According to emails we have received,
Right now, we have a number of members who are concerned about the validity of the convention. This is something that we will HAVE to address at the emergency board meeting on the 13th.
Anybody, can have a meeting in Danville, but it’s not an LPPa Annual Convention unless the membership is notified.
Luckily, this problem can be addressed now, instead of after an invalid “convention” is held in Danville. I think Oregon has been slugging it out for years after a similar problem.
Put June 8 and 15 on your calendar now as possible target dates.
Getting this back on track won’t be that hard.
You can see by reading my previous email, Mik, that we agree the convention is a Board responsibility pursuant to the Bylaws, not a responsibility of the state chair. This year the Board ceded actual responsibility for arranging that conference to the state chair, who in practice served as a committee of one. It’s safe to say if one member in good standing fails to receive notice of any rescheduled convention for any reason, that meeting would not be invalid if there was evidence that the notice was actually sent in accordance with the Bylaws. This year evidence seems scare that the act of sending official notice to all LPPA members actually happened. There is a big difference between your hypothetical “one missed member” and this year’s failure to send notice by Bylaws-required means to all members in good standing. I’m on the membership list, but I received no notice of the event except through the Yahoo BB email group, which we know excludes members that Tom has disapproved of, and certainly is not subscribed to by every LPPA member in good standing. If the Board inquires it will find other members did not receive notice via email, phone, or U.S. mail. If the Board chooses to pretend there was no problem with the meeting notice this year, the Board will probably have to deal with credible grievances that the proceedings of an April 27 business meeting in convention are invalid.
And as previously reported, Steve Scheetz also wrote:
[Stevens] renamed all of the facebook LPPA pages he controlled, or he took them down.
This came after Tom Stevens had an independent LPPA facebook page shut down under threat of lawsuit. However, he has now changed the official LPPA facebook page that he controls to no longer be affiliated with the LPPA. The new headline image for the group is the Statue of Liberty holding a gun to its own head.
Currently, Past LPPA Chair, David Jahn (who is chair of Delaware County) is being refused access to the membership data for his county. [...] I of course, was not [given county data] despite the fact that I have been chair for 4 years.
Erik Viker in IPR comments:
I have little respect for rules fetishists, but some rules are necessary for a functioning organization. One critical example is adequate notice for the most important event of the political party, the annual business meeting in convention. It has become obvious that as conference coordinator Tom Stevens failed to provide the 50-days advance notice to all members in good standing by email, telephone or U.S. mail as required by the bylaws. Members who were banned by Tom from the Yahoo email group did not get notice as required, and not every member in good standing was subscribed. As disappointing as it may be to some, the proceedings of an April 27 business meeting will have no validity and members will have no obligation to recognize any officers elected then. Any platform or bylaws changes will be meaningless. The painful but necessary solution is this:
1. The LPPA Board meets to demand the immediate resignation of those responsible for this failing, or the removal from office of those persons. This may result in a vice-chair becoming temporary state chair, but will go a long way toward restoring confidence in the Board.
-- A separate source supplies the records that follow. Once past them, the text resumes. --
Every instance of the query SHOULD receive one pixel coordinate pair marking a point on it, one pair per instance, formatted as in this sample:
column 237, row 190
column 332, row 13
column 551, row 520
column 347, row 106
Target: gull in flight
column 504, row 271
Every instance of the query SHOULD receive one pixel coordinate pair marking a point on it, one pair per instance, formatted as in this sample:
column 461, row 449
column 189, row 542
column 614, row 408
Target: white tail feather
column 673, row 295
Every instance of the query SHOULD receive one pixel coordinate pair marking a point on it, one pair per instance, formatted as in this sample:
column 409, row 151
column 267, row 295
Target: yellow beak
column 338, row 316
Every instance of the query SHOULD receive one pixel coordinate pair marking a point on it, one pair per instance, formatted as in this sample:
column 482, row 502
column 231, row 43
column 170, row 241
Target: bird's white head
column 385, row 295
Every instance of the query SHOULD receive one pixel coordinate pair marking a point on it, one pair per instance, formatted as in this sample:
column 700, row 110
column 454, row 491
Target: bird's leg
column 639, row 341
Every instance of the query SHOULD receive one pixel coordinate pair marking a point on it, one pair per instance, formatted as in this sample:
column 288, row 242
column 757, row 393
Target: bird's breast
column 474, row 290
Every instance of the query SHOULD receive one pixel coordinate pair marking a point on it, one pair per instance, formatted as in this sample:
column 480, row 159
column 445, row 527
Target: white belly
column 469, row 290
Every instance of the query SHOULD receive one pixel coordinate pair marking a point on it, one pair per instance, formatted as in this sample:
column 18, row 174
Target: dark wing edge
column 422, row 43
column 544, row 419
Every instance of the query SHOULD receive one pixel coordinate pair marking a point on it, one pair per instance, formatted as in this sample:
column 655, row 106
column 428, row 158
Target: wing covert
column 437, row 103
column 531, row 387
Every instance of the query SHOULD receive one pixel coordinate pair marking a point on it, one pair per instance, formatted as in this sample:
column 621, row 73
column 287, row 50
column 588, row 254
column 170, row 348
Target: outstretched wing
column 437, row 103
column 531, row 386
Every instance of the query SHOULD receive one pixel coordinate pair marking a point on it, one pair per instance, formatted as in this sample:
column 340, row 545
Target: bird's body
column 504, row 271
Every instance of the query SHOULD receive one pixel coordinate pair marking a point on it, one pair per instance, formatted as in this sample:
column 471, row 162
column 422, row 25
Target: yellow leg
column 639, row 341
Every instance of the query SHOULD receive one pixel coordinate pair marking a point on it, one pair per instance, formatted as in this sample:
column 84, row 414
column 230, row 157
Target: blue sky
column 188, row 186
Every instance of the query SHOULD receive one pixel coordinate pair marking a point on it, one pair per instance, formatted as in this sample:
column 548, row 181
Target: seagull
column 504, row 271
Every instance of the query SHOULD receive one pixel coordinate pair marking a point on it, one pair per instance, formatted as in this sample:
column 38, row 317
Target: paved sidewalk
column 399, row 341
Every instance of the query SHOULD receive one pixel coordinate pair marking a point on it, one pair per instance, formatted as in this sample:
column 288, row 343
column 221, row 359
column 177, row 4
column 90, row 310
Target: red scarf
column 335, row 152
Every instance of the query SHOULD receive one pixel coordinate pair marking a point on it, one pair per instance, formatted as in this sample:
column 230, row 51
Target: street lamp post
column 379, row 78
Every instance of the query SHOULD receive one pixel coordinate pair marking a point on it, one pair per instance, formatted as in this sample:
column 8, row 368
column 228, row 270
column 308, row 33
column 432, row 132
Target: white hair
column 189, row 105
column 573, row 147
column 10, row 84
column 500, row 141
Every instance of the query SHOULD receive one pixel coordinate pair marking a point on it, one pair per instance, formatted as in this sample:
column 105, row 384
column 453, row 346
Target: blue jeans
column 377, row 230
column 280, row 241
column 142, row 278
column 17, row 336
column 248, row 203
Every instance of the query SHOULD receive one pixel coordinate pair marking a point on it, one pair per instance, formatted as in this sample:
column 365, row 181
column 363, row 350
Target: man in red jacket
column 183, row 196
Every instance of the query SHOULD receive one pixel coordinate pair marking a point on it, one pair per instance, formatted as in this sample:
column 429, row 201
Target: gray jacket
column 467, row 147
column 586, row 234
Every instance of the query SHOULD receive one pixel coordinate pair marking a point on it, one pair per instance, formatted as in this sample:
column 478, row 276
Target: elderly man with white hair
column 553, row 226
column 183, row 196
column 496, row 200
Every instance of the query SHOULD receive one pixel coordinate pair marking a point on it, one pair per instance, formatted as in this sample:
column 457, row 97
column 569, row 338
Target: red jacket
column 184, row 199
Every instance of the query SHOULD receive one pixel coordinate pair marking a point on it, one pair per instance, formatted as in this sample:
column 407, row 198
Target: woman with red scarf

2. The Board should set a date for the 2013 business meeting that allows for 50 days notice and enough time to make arrangements for a meeting room. The bylaws grant this responsibility to the Board, which has no obligation to check all sorts of people’s calendars first. Anyone who cares enough to be a delegate or run for state office will rearrange their calendars to attend. That is what 50-days notice is for.
3. The Board should designate a person to secure a meeting space for the date selected, preferably in a central location. The borough of State College is very close to the geographic center of Pennsylvania and would have many options for a meeting of this size. Do not try to plan speakers or workshops. Secure a meeting space and refreshments for a four-hour event. Any decent hotel will suffice.
4. Use the most current list of members in good standing to determine who must get notification of the annual business meeting.
5. Designate a trustworthy person (we seem to lack a functioning secretary) to send a notice by U.S. Mail to all members in good standing, as this notification method will to avoid people missing a phone message or having an email go into a spam filter.
6. Set an agenda as described in LPPA byways and convention rules, publish that agenda, and run that meeting. Let the healing begin.